HCKT — The Hackett Group, Inc.
NASDAQ
Q1 2026 Earnings Call Summary
May 5, 2026
Summary of HCKT Q1 2026 Earnings Call
1. Key Financial Results and Metrics
- Total Revenues: $67.8 million, down 11% year-over-year.
- Adjusted Earnings Per Share (EPS): $0.34, at the low end of guidance, compared to $0.41 in Q1 2025.
- GAAP Net Income: $4.3 million, or $0.17 per share, up from $3.1 million, or $0.11 per share in the prior year.
- Adjusted Gross Margin: 42.3%, down from 43.4% year-over-year.
- Consultant Headcount: 1,247, down from 1,301 in the previous quarter and 1,332 year-over-year.
- Cash Flow: Net cash utilized in operations was $5.1 million, with cash balances at $6.1 million, down from $18.2 million.
2. Strategic Updates and Business Highlights
- Hackett Group is transitioning to an AI platform-enabled sales and delivery model, aiming to enhance client value and operational efficiency.
- Significant investments in AI capabilities, including the integration of proprietary platforms like AI XPLR and the acquisition of LeewayHertz.
- Early signs of productivity improvements and increased project margins in the U.S. Strategy & Business Transformation (SBT) Group, although offset by lower utilization rates.
- A new partnership with IBM aims to expand market reach and client opportunities, with expectations for noticeable impacts in Q3.
3. Forward Guidance and Outlook
- Q2 Revenue Guidance: Expected to range from $68.5 million to $70 million, with anticipated sequential growth across segments.
- Adjusted EPS Guidance for Q2: Projected between $0.33 and $0.35.
- Gross Margin Expectations: Anticipated to improve to approximately 44% to 45% in Q2.
- Long-term Outlook: Q3 is viewed as an inflection point for revenue growth and adjusted EPS exceeding the prior year, assuming flat revenues year-on-year.
4. Bad News, Challenges, or Points of Concern
- Continued macroeconomic uncertainty and elongated client decision cycles are impacting demand.
- Revenue declines in the Global SBT segment (down 15% year-over-year) and Oracle Solutions segment (down 24% year-over-year).
- The company incurred an AI transition charge of approximately $500,000 in Q2 due to headcount reductions.
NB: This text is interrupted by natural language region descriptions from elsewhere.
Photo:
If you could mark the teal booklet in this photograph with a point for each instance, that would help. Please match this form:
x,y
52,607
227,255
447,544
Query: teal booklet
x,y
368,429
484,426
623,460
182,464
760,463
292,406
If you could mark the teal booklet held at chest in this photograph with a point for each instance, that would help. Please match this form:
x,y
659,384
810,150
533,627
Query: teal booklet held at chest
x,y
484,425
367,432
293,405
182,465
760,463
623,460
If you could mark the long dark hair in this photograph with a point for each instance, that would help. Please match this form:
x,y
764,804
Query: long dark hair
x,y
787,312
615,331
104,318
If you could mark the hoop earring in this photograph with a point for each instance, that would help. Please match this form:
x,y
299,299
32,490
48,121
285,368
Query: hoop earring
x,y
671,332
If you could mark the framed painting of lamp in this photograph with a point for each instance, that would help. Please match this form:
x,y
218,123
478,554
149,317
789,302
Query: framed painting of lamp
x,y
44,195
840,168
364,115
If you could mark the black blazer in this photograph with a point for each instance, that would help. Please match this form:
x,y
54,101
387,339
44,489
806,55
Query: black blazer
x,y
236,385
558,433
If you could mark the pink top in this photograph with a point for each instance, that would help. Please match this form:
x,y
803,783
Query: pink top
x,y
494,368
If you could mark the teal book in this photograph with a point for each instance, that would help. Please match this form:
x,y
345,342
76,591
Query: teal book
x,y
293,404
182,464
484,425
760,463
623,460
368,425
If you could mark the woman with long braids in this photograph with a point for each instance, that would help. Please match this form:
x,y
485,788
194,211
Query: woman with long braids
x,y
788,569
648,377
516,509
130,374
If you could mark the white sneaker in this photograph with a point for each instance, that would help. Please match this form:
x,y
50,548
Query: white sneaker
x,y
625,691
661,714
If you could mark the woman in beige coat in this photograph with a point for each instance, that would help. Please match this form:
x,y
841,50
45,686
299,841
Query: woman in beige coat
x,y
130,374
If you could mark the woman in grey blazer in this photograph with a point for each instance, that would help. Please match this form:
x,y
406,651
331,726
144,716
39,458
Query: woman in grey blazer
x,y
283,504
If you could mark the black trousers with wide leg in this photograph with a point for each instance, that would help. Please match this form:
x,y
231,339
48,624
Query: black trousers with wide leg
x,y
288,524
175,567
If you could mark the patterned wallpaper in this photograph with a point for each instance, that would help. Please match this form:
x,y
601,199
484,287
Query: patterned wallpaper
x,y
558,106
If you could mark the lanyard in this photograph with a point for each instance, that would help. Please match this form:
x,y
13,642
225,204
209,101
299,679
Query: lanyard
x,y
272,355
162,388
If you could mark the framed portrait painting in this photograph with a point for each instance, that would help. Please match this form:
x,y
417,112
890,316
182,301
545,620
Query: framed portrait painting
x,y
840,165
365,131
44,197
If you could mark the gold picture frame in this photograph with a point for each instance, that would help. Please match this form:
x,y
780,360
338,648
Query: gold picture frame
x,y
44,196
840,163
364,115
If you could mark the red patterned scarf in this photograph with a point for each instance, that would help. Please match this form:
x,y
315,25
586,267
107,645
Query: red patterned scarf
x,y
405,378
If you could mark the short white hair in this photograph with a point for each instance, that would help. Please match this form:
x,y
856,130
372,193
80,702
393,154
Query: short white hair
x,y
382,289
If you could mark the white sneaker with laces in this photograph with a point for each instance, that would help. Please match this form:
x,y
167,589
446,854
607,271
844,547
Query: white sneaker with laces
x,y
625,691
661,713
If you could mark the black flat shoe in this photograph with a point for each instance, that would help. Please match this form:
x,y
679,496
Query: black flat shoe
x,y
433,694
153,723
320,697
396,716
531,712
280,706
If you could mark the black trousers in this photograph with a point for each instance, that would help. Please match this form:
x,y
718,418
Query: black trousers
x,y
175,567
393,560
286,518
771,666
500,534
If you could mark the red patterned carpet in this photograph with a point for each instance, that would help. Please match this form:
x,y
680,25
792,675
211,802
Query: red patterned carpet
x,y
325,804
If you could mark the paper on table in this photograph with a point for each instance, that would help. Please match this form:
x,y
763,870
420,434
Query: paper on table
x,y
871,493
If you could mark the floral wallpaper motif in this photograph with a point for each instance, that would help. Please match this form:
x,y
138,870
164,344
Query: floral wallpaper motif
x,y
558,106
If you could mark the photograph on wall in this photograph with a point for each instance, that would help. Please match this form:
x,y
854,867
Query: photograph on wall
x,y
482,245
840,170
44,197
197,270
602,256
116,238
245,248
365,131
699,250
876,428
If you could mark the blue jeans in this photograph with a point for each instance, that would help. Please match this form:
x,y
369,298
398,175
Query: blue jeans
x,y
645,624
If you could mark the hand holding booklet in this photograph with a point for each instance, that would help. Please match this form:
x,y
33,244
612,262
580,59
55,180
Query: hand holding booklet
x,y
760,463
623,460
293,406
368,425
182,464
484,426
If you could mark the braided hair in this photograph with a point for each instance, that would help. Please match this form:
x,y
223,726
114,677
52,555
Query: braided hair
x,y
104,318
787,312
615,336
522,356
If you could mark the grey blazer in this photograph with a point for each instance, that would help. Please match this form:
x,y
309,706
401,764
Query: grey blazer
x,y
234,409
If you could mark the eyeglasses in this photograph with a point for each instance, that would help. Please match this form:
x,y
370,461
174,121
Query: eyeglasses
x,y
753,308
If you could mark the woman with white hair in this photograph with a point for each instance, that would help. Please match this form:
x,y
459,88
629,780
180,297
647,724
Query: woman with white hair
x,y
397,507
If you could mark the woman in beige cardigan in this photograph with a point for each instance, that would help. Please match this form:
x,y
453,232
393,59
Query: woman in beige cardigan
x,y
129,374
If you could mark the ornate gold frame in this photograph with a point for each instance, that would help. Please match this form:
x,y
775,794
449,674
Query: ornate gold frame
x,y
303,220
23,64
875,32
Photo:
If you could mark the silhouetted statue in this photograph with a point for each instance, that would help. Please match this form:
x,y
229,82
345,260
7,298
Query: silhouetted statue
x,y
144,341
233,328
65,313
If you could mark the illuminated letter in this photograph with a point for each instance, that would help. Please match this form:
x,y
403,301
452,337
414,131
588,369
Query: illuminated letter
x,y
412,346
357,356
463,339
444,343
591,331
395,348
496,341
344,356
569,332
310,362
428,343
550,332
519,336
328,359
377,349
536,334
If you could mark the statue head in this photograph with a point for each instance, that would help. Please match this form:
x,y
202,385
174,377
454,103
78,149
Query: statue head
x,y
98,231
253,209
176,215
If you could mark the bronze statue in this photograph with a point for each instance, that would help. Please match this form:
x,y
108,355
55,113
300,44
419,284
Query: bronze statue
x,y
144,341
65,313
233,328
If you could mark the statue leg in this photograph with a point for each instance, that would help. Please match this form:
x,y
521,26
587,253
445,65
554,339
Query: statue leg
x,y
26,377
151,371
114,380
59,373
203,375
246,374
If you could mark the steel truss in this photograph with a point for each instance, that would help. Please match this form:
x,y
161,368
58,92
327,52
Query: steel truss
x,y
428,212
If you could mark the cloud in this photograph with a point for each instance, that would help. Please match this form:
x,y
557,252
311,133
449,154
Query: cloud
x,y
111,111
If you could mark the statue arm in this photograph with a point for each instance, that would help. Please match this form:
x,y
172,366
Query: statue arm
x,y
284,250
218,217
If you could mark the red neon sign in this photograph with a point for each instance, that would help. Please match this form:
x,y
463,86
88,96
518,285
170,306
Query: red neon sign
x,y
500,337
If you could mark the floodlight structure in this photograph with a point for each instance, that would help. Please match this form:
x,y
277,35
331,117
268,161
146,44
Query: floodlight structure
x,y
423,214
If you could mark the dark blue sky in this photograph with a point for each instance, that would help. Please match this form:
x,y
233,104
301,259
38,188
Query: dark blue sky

- Increased Days Sales Outstanding (DSO) to 67 days from 55 days at year-end, attributed to milestone delivery terms on large engagements.
5. Notable Q&A Insights
- CEO Ted Fernandez acknowledged the short-term disruption due to the transition to AI platforms but expressed optimism about margin improvements and productivity benefits in upcoming quarters.
- The partnership with IBM is expected to yield significant opportunities, with initial benefits anticipated in Q2 and more substantial impacts by Q3.
- There is a growing recognition among clients of the need for detailed workflow intelligence to realize AI value, which aligns with Hackett's capabilities.
- Competitive pressures are acknowledged, but Hackett believes its unique process analysis and AI XPLR capabilities provide a substantial market advantage.
This summary encapsulates the key points from the earnings call, highlighting both the challenges and strategic initiatives that define Hackett Group's current position and future outlook.